SuperFly’s screenplay, written by Alex Tse, effectively touches on some of larger issues affecting society today, with its imagery and symbolism, from police brutality and corruption to the stereotypical portrayal of Black men involved in gang violence.

The original SuperFly from Gordon Parks Jr., starred the late Ron O’Neal as Youngblood Priest, who is the most fly drug dealer New York City has ever seen but wants out of the game. While O’Neal’s silk press and the style of the early ’70s make this film memorable, Superfly circa 2018 has colour, swagger and an air about it that sets it apart.

Reminiscent of the first film, the style and attitude of the characters are like they were in the Blaxploitation era, but with a refreshingly modern twist. Set in Atlanta this time, the flashy flare and verbiage of that city spills all over the screen with the furs, gold chains, watches, fast cars and, of course, strip club culture. This creates a new meaning for what the notion of being ‘superfly’ looks like in 2018.

SuperFly soundtrack artwork
Atlanta-native Future is the executive producer behind the film’s 13-song soundtrack.

Atlanta-native Future is the executive producer behind the film’s soundtrack. He also produced the film alongside Silver. Future builds on the legendary 1972 soundtrack by Curtis Mayfield with 13 songs fit for the big screen.

Jackson’s acting as Priest stands out as he portrays the life of a dope dealer torn between whether to give up the life he’s built and all he’s known to break free of it.

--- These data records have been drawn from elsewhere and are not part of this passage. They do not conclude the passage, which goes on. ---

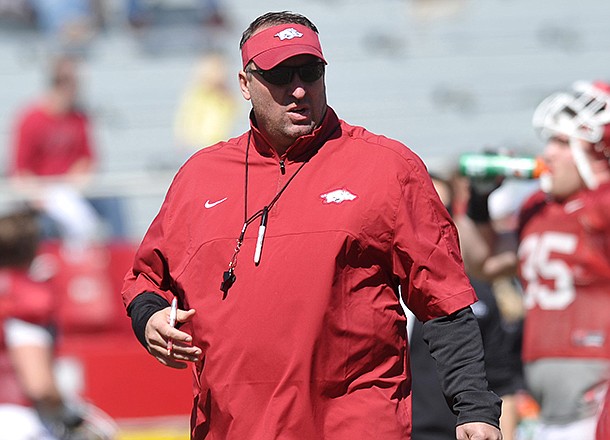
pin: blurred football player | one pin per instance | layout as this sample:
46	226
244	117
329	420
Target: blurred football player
564	263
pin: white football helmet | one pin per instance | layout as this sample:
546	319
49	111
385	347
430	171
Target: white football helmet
582	114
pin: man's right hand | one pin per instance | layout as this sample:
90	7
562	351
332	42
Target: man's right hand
159	332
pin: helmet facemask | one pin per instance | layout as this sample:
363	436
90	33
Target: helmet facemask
583	115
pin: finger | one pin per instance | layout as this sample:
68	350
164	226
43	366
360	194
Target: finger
185	315
186	352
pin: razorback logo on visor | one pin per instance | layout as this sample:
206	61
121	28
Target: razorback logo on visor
338	196
288	34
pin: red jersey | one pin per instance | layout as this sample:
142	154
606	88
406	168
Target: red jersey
564	257
49	145
27	300
311	342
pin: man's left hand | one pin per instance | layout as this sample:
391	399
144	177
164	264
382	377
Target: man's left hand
477	431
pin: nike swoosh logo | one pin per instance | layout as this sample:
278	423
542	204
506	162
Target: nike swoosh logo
209	204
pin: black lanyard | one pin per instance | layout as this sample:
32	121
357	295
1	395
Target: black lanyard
228	276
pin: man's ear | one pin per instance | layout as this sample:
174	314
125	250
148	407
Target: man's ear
244	85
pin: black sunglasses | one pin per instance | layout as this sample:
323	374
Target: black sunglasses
282	75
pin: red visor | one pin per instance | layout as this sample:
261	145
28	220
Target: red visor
273	45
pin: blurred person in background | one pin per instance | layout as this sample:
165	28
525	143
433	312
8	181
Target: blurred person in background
31	406
564	264
300	333
53	140
207	109
432	417
69	25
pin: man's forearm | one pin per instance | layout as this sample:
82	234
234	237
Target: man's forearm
455	343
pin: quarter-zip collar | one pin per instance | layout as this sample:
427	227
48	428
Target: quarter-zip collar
302	148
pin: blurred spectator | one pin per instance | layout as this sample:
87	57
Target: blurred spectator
53	140
142	13
17	12
207	110
432	418
71	24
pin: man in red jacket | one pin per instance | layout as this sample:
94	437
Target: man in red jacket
287	249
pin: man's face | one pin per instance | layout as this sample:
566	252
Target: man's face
285	112
565	178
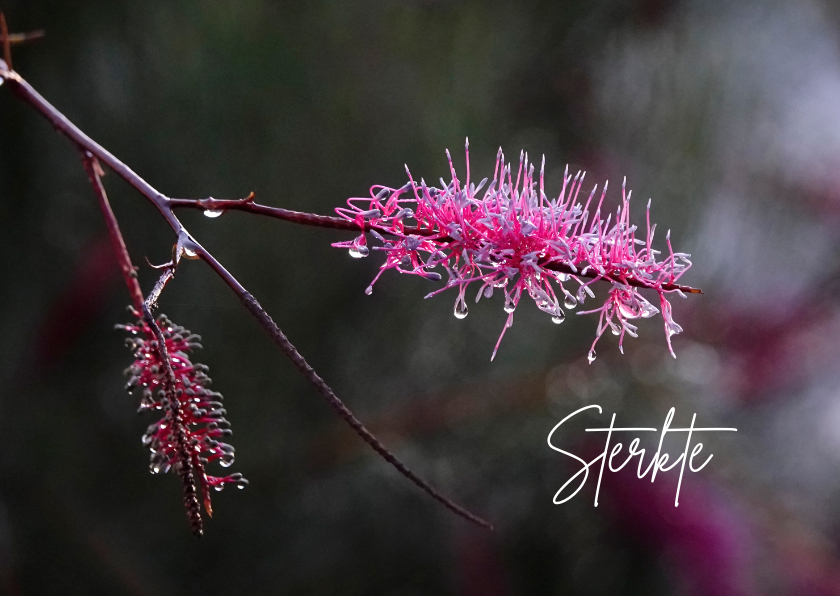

In scenes where his emotions are running high, Priest keeps a cool head and talks his way out of sticky situations almost like it’s a test for him as to whether he can handle whatever comes at him.

While this film represents a new generation of hustlers, its underlying message is about always remaining one step ahead of the game.

There are quotable lines from Priest that break up the action throughout the film, and allow the audience to dive into his mind and understand choices he’s forced to make to stay true to himself and protect those close to him. “Information is power and power is priceless,” and “No car will outrun fate,” are examples of lines from Priest as he navigates through being at the top of his game and untouchable, to nearly losing everything due to the mistakes of his team.

While this film represents a new generation of hustlers, its underlying message is about always remaining one step ahead of the game — making real moves, no matter how long it will take you or what it might cost you.